Les peuples autochtones et les communautés locales ont activement redynamisé, restauré et protégé leurs savoirs et valeurs par la création d’espaces d’apprentissage et de partage des connaissances intergénérationnels, principalement au sein des communautés et dans les langues locales. Les activités spécifiques comprennent l’élaboration de programmes d’apprentissage intergénérationnels, la création d’espaces d’apprentissage sensibles aux particularités culturelles, l’organisation d’événements communautaires axés sur la nature et la culture, la mise en place de formations communautaires, et de centres juridiques et d’informations, et la production de ressources à des fins d’éducation en collaboration avec le gouvernement. Les initiatives peuvent être améliorées par l’utilisation des technologies modernes, par exemple pour enregistrer les anciens et sauvegarder les connaissances dans des bases de données sécurisées.
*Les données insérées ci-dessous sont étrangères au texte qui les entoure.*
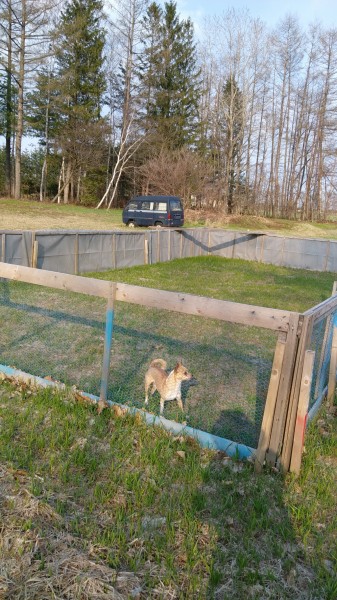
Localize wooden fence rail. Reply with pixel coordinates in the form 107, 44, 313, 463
0, 262, 337, 473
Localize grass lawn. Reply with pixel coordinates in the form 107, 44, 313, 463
0, 257, 334, 448
0, 198, 337, 239
0, 380, 337, 600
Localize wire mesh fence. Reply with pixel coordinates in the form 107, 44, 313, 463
0, 280, 277, 448
0, 280, 106, 394
308, 309, 337, 414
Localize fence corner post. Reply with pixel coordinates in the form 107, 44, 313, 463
98, 282, 117, 413
327, 325, 337, 406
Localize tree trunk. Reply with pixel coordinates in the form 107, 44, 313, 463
14, 0, 27, 200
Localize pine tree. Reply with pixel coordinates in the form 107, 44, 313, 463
56, 0, 105, 121
55, 0, 106, 202
139, 0, 200, 149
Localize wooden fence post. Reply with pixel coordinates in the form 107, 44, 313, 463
290, 350, 315, 475
74, 233, 78, 275
254, 336, 285, 473
32, 240, 39, 269
279, 315, 313, 472
144, 236, 149, 265
98, 282, 117, 412
327, 325, 337, 406
266, 313, 300, 466
1, 233, 6, 262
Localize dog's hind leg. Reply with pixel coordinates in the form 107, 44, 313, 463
144, 375, 157, 404
177, 395, 184, 412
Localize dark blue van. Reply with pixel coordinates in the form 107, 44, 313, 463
123, 196, 184, 227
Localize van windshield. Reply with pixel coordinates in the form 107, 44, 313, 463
171, 200, 181, 212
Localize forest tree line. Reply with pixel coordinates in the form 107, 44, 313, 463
0, 0, 337, 219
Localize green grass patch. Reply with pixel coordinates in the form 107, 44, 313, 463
0, 381, 337, 600
0, 257, 334, 447
88, 256, 336, 312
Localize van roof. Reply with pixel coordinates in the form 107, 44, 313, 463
131, 195, 181, 202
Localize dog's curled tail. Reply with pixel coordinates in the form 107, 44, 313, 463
150, 358, 167, 369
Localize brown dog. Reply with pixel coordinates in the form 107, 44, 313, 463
145, 358, 192, 415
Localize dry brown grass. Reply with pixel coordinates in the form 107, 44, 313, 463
0, 465, 140, 600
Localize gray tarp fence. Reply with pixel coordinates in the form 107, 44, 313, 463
0, 228, 337, 274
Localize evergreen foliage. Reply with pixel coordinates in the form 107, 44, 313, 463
139, 0, 200, 149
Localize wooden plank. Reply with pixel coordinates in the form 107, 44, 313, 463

Création d’espaces d’apprentissage et d’événements culturels sensibles aux particularités culturelles

Les espaces et activités d’apprentissage sensibles aux particularités culturelles offrent des possibilités de partage des cultures et identités, notamment des valeurs et des connaissances. Ils permettent de faire renaître un sentiment de fierté et constituent également des occasions pour chacun de développer ses connaissances et sa compréhension.
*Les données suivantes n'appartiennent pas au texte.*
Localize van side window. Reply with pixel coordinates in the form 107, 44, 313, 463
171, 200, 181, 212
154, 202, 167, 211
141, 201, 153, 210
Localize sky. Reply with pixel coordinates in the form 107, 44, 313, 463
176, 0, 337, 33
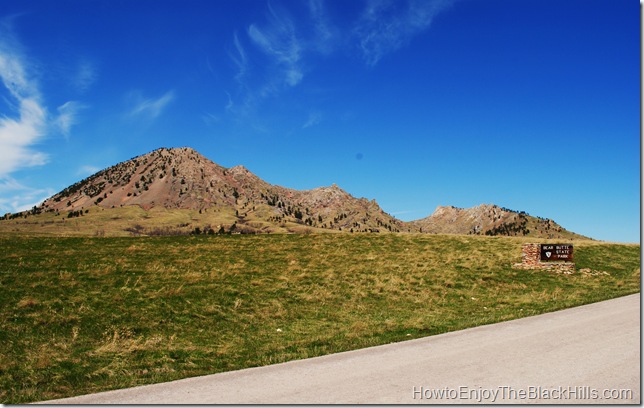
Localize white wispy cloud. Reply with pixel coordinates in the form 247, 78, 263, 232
228, 33, 248, 83
248, 3, 304, 86
53, 101, 86, 138
353, 0, 453, 66
0, 20, 47, 179
128, 91, 175, 120
308, 0, 340, 54
0, 177, 55, 214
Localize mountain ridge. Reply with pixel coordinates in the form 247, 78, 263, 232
2, 147, 588, 239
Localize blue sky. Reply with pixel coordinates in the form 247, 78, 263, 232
0, 0, 641, 242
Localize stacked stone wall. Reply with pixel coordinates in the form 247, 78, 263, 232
512, 243, 575, 274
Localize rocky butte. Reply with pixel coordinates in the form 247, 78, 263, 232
0, 147, 587, 239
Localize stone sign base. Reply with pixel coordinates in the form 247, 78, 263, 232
512, 244, 575, 275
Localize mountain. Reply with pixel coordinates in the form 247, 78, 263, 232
410, 204, 588, 239
41, 147, 403, 232
0, 147, 585, 239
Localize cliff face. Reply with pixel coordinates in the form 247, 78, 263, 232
410, 204, 587, 239
41, 148, 403, 232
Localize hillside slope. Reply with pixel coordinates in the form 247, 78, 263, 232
36, 148, 403, 232
411, 204, 587, 239
0, 147, 586, 239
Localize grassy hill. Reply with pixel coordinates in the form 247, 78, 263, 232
0, 233, 640, 403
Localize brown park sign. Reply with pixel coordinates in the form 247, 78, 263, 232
541, 244, 573, 262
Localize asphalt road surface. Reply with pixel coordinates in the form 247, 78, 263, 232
44, 294, 640, 404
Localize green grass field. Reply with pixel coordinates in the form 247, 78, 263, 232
0, 234, 640, 403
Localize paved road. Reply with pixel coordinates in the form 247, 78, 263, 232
45, 294, 640, 404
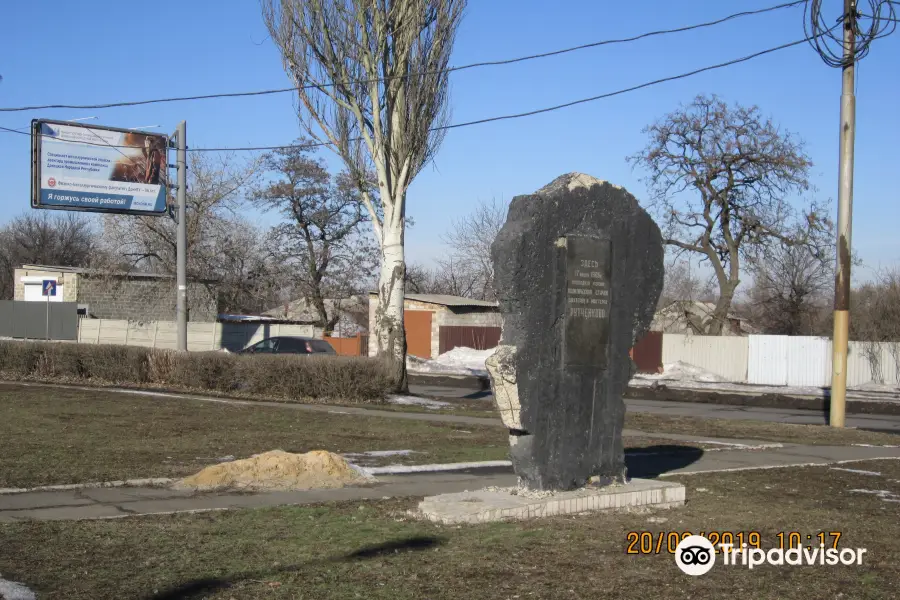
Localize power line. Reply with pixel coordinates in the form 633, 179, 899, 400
0, 30, 840, 152
0, 0, 807, 112
189, 33, 825, 152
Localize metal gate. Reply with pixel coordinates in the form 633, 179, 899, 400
0, 300, 78, 340
439, 325, 501, 354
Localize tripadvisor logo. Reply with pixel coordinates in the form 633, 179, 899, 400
675, 535, 867, 576
675, 535, 716, 575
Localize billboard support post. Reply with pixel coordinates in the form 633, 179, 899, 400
175, 121, 187, 352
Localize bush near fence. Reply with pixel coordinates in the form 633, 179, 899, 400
0, 341, 392, 403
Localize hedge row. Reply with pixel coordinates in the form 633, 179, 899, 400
0, 341, 392, 402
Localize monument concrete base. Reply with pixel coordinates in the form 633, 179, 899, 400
412, 479, 684, 524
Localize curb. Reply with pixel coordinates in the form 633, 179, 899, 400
624, 385, 900, 415
0, 477, 175, 496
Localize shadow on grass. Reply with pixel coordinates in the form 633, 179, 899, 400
148, 536, 446, 600
625, 444, 703, 479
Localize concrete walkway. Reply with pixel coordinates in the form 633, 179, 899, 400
14, 381, 900, 432
625, 398, 900, 432
0, 444, 900, 523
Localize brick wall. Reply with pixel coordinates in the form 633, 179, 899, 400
78, 275, 217, 322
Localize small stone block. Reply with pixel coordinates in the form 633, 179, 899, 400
416, 479, 684, 524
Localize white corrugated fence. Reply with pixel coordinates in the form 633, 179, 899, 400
662, 333, 900, 387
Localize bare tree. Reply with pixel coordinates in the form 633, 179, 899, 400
440, 198, 507, 300
262, 0, 465, 390
254, 145, 377, 335
658, 259, 715, 308
850, 267, 900, 383
0, 212, 102, 299
629, 96, 831, 335
103, 154, 283, 312
749, 243, 834, 335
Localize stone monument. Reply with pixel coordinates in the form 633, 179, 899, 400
413, 173, 685, 523
487, 173, 663, 490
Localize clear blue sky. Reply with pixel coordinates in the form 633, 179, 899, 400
0, 0, 900, 278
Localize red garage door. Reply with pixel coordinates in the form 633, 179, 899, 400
440, 326, 501, 354
403, 310, 432, 358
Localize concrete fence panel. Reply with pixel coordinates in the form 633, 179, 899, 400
78, 319, 322, 352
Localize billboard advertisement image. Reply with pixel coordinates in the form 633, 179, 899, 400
31, 120, 168, 215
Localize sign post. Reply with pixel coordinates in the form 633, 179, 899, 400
41, 279, 56, 341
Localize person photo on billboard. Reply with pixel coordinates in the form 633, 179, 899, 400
110, 133, 166, 185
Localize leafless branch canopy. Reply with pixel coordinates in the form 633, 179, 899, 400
254, 144, 378, 334
262, 0, 465, 242
629, 96, 832, 334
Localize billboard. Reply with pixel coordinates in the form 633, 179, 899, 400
31, 120, 168, 215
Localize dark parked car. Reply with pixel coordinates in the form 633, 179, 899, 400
240, 337, 335, 355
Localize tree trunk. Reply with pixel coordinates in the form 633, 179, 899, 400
374, 218, 409, 393
707, 282, 737, 335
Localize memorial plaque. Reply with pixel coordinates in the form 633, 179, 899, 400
563, 236, 612, 370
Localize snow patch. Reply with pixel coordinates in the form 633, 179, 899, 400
635, 360, 728, 383
850, 489, 900, 502
361, 460, 512, 475
0, 578, 37, 600
388, 396, 452, 410
831, 467, 881, 477
853, 381, 900, 394
343, 450, 421, 458
697, 440, 784, 450
406, 347, 496, 377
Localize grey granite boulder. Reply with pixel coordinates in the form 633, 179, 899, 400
487, 173, 663, 490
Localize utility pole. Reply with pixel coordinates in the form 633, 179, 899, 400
829, 0, 857, 427
175, 121, 187, 352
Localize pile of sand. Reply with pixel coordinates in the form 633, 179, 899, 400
173, 450, 373, 490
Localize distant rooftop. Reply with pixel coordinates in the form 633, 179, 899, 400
369, 292, 498, 308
  • En Malaisie, PACOS Trust (Partners of Community Organizations in Sabah (PACOS) Trust) a travaillé avec 22 partenaires villageois afin d’établir des centres d’apprentissage communautaires et des jardins d’enfants communautaires où enseignants et élèves sont eux-mêmes des villageois. Aujourd’hui, bon nombre de ces centres servent également de bibliothèques et d’espaces pour la participation et les activités communautaires, telles que débats, assemblées villageoises, ateliers, et centres de secours.
  • La Journée internationale des peuples autochtones est célébrée chaque année le 9 août. Des festivals culturels et gastronomiques ont été organisés au Suriname, au Cambodge et au nord-est de l’Inde, alors qu’au Vietnam et au Timor-Leste des ateliers sur la langue maternelle et l’apprentissage intergénérationnel ont été organisés. Au Bangladesh et au Népal, des tables rondes et des réunions avec des responsables gouvernementaux ont été organisées. Aux États-Unis, la célébration de la Journée des peuples autochtones à la place du Jour de Christophe Colomb revêt une importance de plus en plus appréciée. Onze États (Alaska, Louisiane, Maine, Michigan, Minnesota, Nevada, Nouveau-Mexique, Oregon, Dakota du Sud, Vermont et Wisconsin) célèbrent une certaine forme de Journée des peuples autochtones, tout comme une centaine de villes, dont Washington DC.6
  • En Russie, le premier jardin d’enfants nomade fut créé par des éleveurs de rennes et leurs communautés en Yakoutie, en 1992. Il a été conçu afin que les enseignants se déplacent avec les éleveurs lors de leurs déplacements à travers la toundra. À cette époque, la Yakoutie était autonome par rapport au gouvernement fédéral et les communautés faisaient ce qu’elles considéraient nécessaire pour leurs enfants (la Yakoutie est maintenant un district autonome, ou okrug, de la Russie). Les autorités locales soutinrent l’initiative et allouèrent des fonds pour les salaires des enseignants, mais toutes les autres dépenses (par ex. frais de transport, gaz, logement, yourtes pour l’hiver, livres spéciaux, consommables servant à la formation) étaient couvertes par les communautés. À la fin des années 1990, sept écoles nomades existaient en Yakoutie. Au début du 21e siècle, cette initiative fut progressivement reproduite dans d’autres régions arctiques de la Russie, dans les districts autonomes de Iamalo-Nénétsie et Khantys-Mansis, les républiques de Komi et de Sakha, et la région d’Arkhangelsk. Depuis 2003, ces écoles reçoivent un soutien limité de la part de l’UNESCO et de fondations étrangères, ce qui les a rendues populaires et a élevé leur statut, et a résulté en des financements accrus de la part des régions et des autorités officielles. Ces écoles ont donné d’excellents résultats et sensibilisé à l’importance des éleveurs de rennes qui mènent une vie nomade.78

Les peuples autochtones et les communautés locales ont mené un large éventail d’activités pour partager leurs valeurs et leurs visions du monde, tant au sein de leurs communautés qu’à travers la participation du grand public, notamment en défendant certaines politiques, au moyen de campagnes de communication et d’informations, et de programmes d’éducation, entre autres dans les principaux programmes scolaires. Ils s’attellent également à s’assurer que leurs valeurs différentes soient transmises aux générations futures, et que les jeunes développent les compétences nécessaires à poursuivre la sensibilisation sur ces questions.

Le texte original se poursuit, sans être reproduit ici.